Corruption and its Implications for Politics in South Asian Countries


  • Santa Bahadur Thapa Tri-Chandra Multiple Campus, Kathmandu



Corruption, democracy, governance, International bodies, Political leader, Political parties


This study measures corruption using survey data, newspaper reports, court records, anti-corruption agency records, and other sources. Corruption and problems with the government have been significant problems in South Asia since the early 1980s. The Corruption Perception Index (CPI) from Transparency International is recommended because it is a “robust” indicator that looks at many different ways to measure political corruption in each country. The root causes of corruption in South Asian countries, however, are a monopoly of government-controlled institutions, excessive regulations, convoluted tax and licensing systems, numerous government departments with opaque bureaucracies and discretionary powers, and a lack of transparency in laws and procedures.
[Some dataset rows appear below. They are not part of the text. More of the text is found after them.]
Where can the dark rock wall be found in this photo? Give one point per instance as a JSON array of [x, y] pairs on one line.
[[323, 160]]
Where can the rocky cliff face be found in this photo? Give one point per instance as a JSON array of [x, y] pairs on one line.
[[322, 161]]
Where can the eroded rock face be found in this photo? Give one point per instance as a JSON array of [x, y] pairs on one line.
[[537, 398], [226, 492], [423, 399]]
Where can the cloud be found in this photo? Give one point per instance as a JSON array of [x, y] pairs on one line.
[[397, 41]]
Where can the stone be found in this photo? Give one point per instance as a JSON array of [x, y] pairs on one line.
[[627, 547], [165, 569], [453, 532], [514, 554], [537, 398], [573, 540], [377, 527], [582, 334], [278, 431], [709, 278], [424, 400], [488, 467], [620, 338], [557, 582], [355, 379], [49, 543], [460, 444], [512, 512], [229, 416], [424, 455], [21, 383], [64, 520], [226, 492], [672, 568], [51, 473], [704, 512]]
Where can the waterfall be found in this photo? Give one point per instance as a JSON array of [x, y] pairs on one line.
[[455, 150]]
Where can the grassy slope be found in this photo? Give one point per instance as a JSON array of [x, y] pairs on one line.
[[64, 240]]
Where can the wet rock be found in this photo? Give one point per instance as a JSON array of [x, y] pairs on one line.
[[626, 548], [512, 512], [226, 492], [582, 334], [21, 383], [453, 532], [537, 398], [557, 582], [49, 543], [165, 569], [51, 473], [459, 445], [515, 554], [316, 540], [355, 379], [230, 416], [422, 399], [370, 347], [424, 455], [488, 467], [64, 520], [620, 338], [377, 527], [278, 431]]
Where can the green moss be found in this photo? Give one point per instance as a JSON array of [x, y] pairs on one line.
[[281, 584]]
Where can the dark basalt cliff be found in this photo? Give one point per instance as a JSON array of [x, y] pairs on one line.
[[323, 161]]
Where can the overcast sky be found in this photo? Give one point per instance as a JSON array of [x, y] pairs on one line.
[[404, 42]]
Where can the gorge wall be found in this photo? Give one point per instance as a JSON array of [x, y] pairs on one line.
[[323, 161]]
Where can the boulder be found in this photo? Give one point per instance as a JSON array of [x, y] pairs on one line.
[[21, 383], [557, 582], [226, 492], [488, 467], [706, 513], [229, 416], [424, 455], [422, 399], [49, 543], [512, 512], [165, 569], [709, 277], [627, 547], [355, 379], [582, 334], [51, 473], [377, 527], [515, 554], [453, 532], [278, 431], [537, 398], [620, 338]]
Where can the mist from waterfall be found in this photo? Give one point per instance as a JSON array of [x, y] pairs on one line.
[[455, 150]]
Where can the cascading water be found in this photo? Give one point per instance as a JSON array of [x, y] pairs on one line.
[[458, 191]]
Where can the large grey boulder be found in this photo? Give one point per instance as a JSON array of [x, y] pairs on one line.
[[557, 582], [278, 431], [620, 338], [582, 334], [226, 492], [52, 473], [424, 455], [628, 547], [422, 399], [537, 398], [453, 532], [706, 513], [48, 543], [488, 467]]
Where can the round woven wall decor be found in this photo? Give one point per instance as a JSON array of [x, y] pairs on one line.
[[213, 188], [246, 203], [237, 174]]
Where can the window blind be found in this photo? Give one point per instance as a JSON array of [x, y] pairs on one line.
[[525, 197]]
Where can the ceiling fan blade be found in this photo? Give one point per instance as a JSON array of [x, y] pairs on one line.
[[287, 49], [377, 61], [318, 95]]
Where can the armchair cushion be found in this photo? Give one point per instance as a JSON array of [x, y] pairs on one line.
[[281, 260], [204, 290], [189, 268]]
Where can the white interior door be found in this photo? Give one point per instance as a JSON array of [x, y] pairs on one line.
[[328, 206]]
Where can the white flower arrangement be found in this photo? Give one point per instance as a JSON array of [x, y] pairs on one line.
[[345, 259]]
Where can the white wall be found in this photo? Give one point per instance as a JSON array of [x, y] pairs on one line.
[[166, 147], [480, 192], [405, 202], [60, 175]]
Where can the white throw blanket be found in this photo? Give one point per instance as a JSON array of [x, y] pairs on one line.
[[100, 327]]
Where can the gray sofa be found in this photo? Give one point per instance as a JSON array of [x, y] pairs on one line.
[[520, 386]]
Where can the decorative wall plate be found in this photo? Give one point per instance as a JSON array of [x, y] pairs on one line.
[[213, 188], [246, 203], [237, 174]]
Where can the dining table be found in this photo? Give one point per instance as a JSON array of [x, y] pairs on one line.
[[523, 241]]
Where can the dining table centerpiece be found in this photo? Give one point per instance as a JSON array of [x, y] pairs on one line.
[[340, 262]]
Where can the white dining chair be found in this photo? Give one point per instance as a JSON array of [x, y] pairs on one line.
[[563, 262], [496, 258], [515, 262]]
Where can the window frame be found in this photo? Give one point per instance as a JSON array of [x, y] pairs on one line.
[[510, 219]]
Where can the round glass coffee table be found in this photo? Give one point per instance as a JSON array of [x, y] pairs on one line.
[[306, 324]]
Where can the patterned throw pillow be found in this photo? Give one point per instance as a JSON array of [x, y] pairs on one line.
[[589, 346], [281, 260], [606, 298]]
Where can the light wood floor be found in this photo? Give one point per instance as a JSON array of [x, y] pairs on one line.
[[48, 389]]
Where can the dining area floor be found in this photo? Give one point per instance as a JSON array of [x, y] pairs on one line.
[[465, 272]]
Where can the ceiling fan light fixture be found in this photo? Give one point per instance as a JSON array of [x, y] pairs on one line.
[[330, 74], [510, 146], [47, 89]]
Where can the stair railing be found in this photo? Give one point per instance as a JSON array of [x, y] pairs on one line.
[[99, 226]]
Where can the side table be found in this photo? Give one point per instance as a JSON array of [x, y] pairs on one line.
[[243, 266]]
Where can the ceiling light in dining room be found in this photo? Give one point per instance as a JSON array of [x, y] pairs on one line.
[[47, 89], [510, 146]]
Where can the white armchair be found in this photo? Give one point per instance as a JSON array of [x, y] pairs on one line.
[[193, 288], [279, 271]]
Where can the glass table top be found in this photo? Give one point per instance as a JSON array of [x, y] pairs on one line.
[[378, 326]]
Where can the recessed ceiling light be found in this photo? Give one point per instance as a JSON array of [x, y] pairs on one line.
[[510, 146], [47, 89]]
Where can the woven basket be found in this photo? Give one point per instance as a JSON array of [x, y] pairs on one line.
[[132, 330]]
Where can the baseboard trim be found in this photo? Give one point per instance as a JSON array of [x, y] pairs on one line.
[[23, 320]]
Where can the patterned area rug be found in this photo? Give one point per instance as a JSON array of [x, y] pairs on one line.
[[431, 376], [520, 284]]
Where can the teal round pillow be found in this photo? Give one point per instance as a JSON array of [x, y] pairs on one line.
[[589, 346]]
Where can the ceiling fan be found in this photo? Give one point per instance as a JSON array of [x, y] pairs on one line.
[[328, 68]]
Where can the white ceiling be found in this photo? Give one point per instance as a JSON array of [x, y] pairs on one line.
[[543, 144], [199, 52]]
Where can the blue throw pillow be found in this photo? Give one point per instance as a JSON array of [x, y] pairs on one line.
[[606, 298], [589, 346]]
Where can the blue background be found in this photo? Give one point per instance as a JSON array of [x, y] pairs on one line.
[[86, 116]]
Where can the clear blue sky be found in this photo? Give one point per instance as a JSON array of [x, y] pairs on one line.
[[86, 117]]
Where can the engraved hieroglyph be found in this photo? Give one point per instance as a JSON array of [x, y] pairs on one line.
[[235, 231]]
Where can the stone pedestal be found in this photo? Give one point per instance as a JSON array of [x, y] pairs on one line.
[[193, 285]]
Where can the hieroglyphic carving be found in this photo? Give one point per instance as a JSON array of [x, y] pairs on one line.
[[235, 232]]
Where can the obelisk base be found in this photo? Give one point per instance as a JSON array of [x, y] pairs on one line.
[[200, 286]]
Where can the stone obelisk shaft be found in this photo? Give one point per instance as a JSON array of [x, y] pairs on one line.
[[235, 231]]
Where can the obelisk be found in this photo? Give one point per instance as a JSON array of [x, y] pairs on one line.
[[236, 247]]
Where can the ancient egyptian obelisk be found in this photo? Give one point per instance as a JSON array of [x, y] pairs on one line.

Tax evasion, which helps black money accumulate and lowers public morale, has a substantial negative impact on the economies and politics of South Asian nations. Since the 1980s, Pakistan, Bangladesh, India, and Bangladesh have all been officially charged with corruption. In addition, political rivals and the media frequently accuse the prime ministers of Sri Lanka and Nepal of corruption. In Bangladesh, Pakistan, and other South Asian countries, political bribery is widespread. In 2002, General Pervez Musharraf passed stringent election laws that forbade politicians convicted of a crime from seeking office. The rule’s detractors believe that applying it would prevent the civilian community’s two most influential political figures from challenging the military administration in elections later this year.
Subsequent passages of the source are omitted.